Title: For the Night Has Been Unkind
Rating: PG
Summary: Everyone has been treating her as though she’s made of glass ever since they arrived on the boat. She hasn’t given them much of any indication that she isn’t, but it’s still been a lonely couple of days.
Disclaimer: I do not own Lost. At all. I wish but alas...
Author's Note: Used for
au100, prompt #007: days. Set during 'There's No Place Like Home'. Also used for
lostfichallenge, Challenge #81: Friends.
Sun doesn’t look up at the knock on her door. Truth be told, she really just wants to be left alone. The door opens, and another knock comes. She does look up then.
“Hi,” Kate says. She’s standing in the doorway nervously. Everyone has been treating her as though she’s made of glass ever since they arrived on the boat. She hasn’t given them much of any indication that she isn’t, but it’s still been a lonely couple of days.
Sun attempts a smile, though. “Hello.” Her voice is so flat. It makes her sigh and look down. Kate steps inside the door and closes it behind her. Sun looks up again. “Where is Aaron?” she asks.

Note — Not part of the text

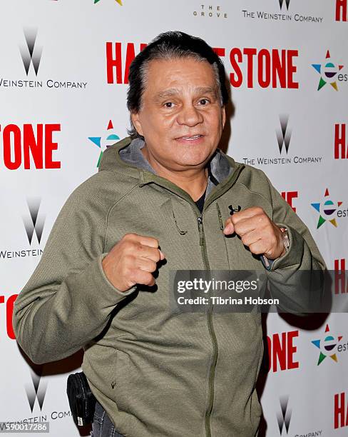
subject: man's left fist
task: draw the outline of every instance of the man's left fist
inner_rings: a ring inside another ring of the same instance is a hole
[[[280,228],[259,206],[247,208],[228,217],[223,233],[230,235],[234,232],[255,255],[275,259],[286,252]]]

“With Jack.” Kate walks a few steps closer. Sun looks at her, curiously. Ever since Sun had handed him over to Kate, he hasn’t seemed to leave her arms. She approaches her slowly, sitting next to her on the bed.
She shrugs, good-naturedly. “I figured…you needed me now,” she says.
Sun attempts a smile, and fails again. She honestly doesn’t know what to say. Her insides twist painfully, which, though not uncommon these days, still leaves her feeling raw. A tear rolls down her cheek, and she nods. “Yes,” she agrees. “I do.”
Kate smiles sympathetically as Sun leans her head against her shoulder and closes her eyes. She feels Kate’s arm around her shoulders and her eyes only squeeze tighter, the only dam against the sea of tears threatening to spill down her cheeks.
“I miss him,” she says, and the words are agonizing. It’s ridiculous. Jin has only…it has only been three days, and yet every moment that passes feels like a week. Every hour, a year. She counts the seconds that pass, stupidly masochistic.
Kate holds her tighter, closer, pulling her in as far as she’ll go and whispering, “I know.” Sun hears the loss in her voice, the pain that only experience could possibly have put there. And even through her grief, Sun feels pain for Kate, for whomever she had loved and lost, and what that has done to her.
So she holds Kate as Kate holds her, and they cry together, for all that they have lost, as the world moves on around them.